I have been self-studying algebraic geometry through youtube video lecture of Prof. Richard E. BORCHERDS. This is the link of the lecture that I have question about: https://www.youtube.com/watch?v=dvKfbXhNOB0&list=PL8yHsr3EFj50Un2NpfPySgXctRQK7CLG-&index=12.

He mentioned in the lecture that we prefer to study morphisms between two schemes (from $\text{spec}(\mathbb{k}) \to \mathbb{P}^n$ for example) viewing as schemes over $\text{spec}(\mathbb{k})$ rather than morphisms between themselves. To have morphisms between, say $\text{spec}(\mathbb{k}) \to \mathbb{P}^n$, we need to have an extra commutative diagram over $\text{spec}(\mathbb{k})$. Why should we prefer that? The professor mentioned that was because we want to avoid "weird" automorphism of $\mathbb{k}$. I couldn't understand what he was trying to explain by that. Could anyone explain this a bit more details? Some concrete example would be great. Thank you!

Answer 1

How big is $\operatorname{Aut}(\operatorname{Spec} \Bbb C)$? Well, it depends what type of maps you consider. If you consider $\Bbb C$-algebra maps, then the unique automorphism is the identity. If you consider $\Bbb R$-algebra maps, then there are two automorphisms: the identity and complex conjugation. If you consider general ring maps, there are at least $2^{2^{\aleph_0}}$ automorphisms: pick a transcendence basis for $\Bbb C$ over $\Bbb Q$, and permute the transcendence basis. That's too many automorphisms, in that it doesn't correspond to the geometric picture we want - if we're trying to generalize classical algebraic geometry, a single (closed, reduced) point shouldn't have any automorphisms.

Answer 2

Question: "Why should we prefer that? The professor mentioned that was because we want to avoid "weird" automorphism of k. I couldn't understand what he was trying to explain by that. Could anyone explain this a bit more details? Some concrete example would be great. Thank you!"

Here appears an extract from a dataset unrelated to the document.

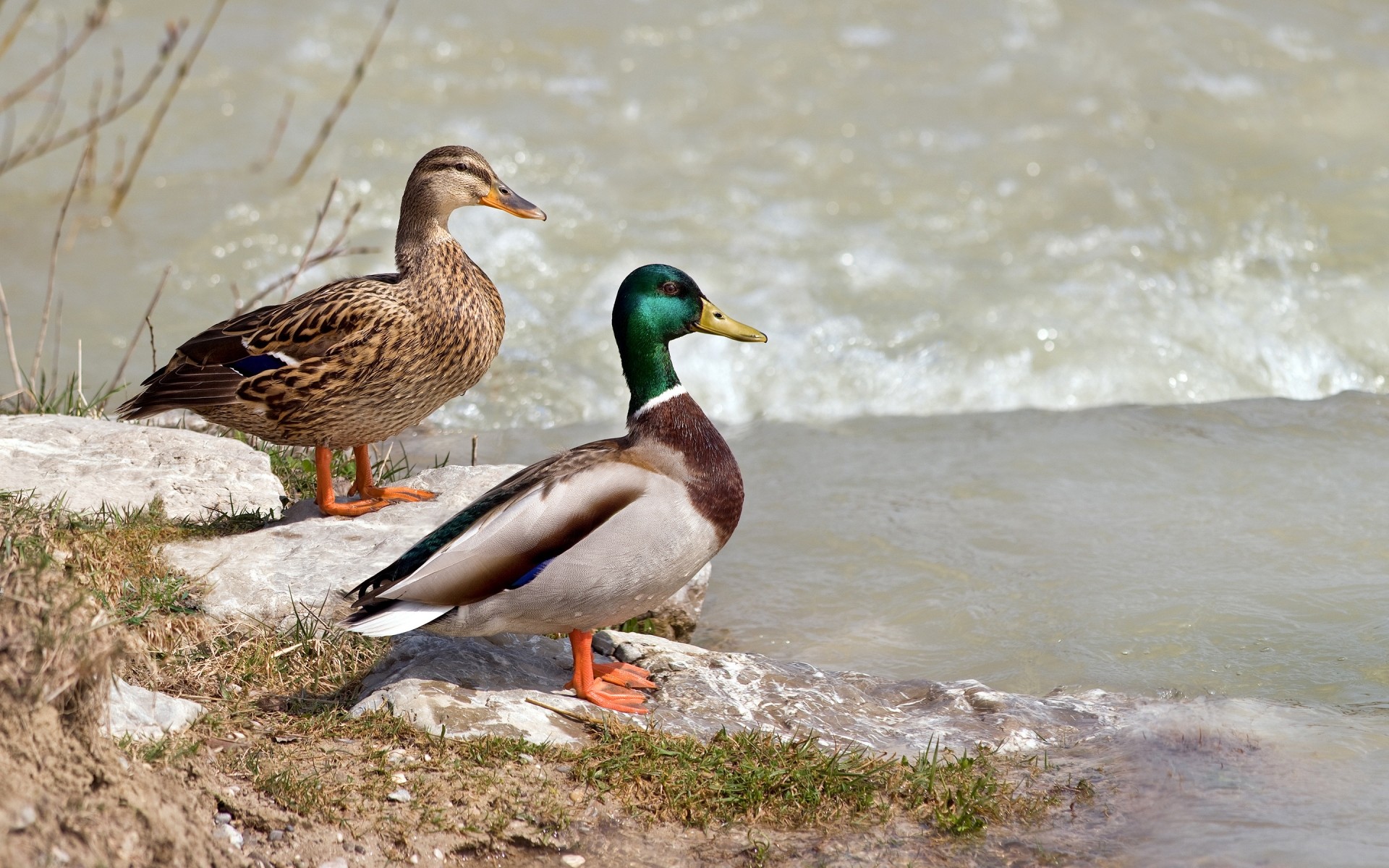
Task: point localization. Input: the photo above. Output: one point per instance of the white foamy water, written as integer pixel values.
(931, 208)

Answer: Any pair of schemes $X,Y$ have canonical maps to $S:=Spec(\mathbb{Z})$ and any map $f: X\rightarrow Y$ is defined over $S$. Hence you may view an arbitry map of schemes as maps over the integers $\mathbb{Z}$. When working over a field $k$ you change your base scheme $S$ to $T:=Spec(k)$. There is a canonical map $\phi: \mathbb{Z}\rightarrow k$ mapping $\phi(m)=\phi(1+ \cdots + 1)=m\phi(1)=m\in k$. Hence the map $X \rightarrow S$ factors canonically as $X \rightarrow T \rightarrow S$. Hence when you are not working over a field $k$ you are working over $\mathbb{Z}$.

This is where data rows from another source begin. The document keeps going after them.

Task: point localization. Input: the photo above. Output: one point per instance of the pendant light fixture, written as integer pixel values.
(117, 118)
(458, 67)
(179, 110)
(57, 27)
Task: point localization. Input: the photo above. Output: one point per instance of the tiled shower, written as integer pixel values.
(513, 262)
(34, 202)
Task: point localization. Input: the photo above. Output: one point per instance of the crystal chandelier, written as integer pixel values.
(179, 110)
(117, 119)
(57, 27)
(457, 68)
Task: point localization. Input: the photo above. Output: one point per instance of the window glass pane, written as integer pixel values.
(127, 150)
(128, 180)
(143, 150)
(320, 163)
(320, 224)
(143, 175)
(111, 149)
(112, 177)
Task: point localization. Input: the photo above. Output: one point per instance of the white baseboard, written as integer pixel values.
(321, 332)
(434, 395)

Example 1: If $k:=\mathbb{Q} \subseteq K:=\mathbb{Q}(i)$ you may look at two groups:

$$End_k(K)\text{ and }End_K(K).$$

Since $dim_k(K)=2$ it follows $End_k(K)=Mat(2,k)$ is the ring of $2\times 2$-matrices with coefficients in $k$ and $End_K(K)\cong K\cong k^2$. Hence when you change base field the situation changes.

Example 2: A map $\phi^*: Spec(K) \rightarrow Spec(K)$ defined over $k$ is given by an automorphism $\phi \in G(K/k)$ and there is only one map defined over $K$ - the identity map. The Galois group $G(K/k)$ enters in various formulas in algebraic number theory and arithmetic geometry, and when you change the base field, the set of morphisms changes and this relates to the Galois group.

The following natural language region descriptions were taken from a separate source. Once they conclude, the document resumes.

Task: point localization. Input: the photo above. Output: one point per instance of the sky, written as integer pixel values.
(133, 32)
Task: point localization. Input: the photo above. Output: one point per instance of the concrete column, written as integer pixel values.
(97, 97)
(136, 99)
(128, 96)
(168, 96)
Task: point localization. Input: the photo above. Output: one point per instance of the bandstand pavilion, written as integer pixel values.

Example 3: If $V\cong \mathbb{k}^{n+1}$ is a vector space over a field $k:=\mathbb{k}$, it follows there is a 1-1 correspondence between maps (over $k$)

$$ x: Spec(k) \rightarrow \mathbb{P}(V^*)$$

and lines $l_{x} \subseteq V$. Hence the $k$-rational points $x \in \mathbb{P}(V^*)(k)$ correspond 1-1 to lines $l_x \subseteq V$. This reflects the fact that projective space $\mathbb{P}(V^*)$ is a parameter space - it parametrize lines in $V$.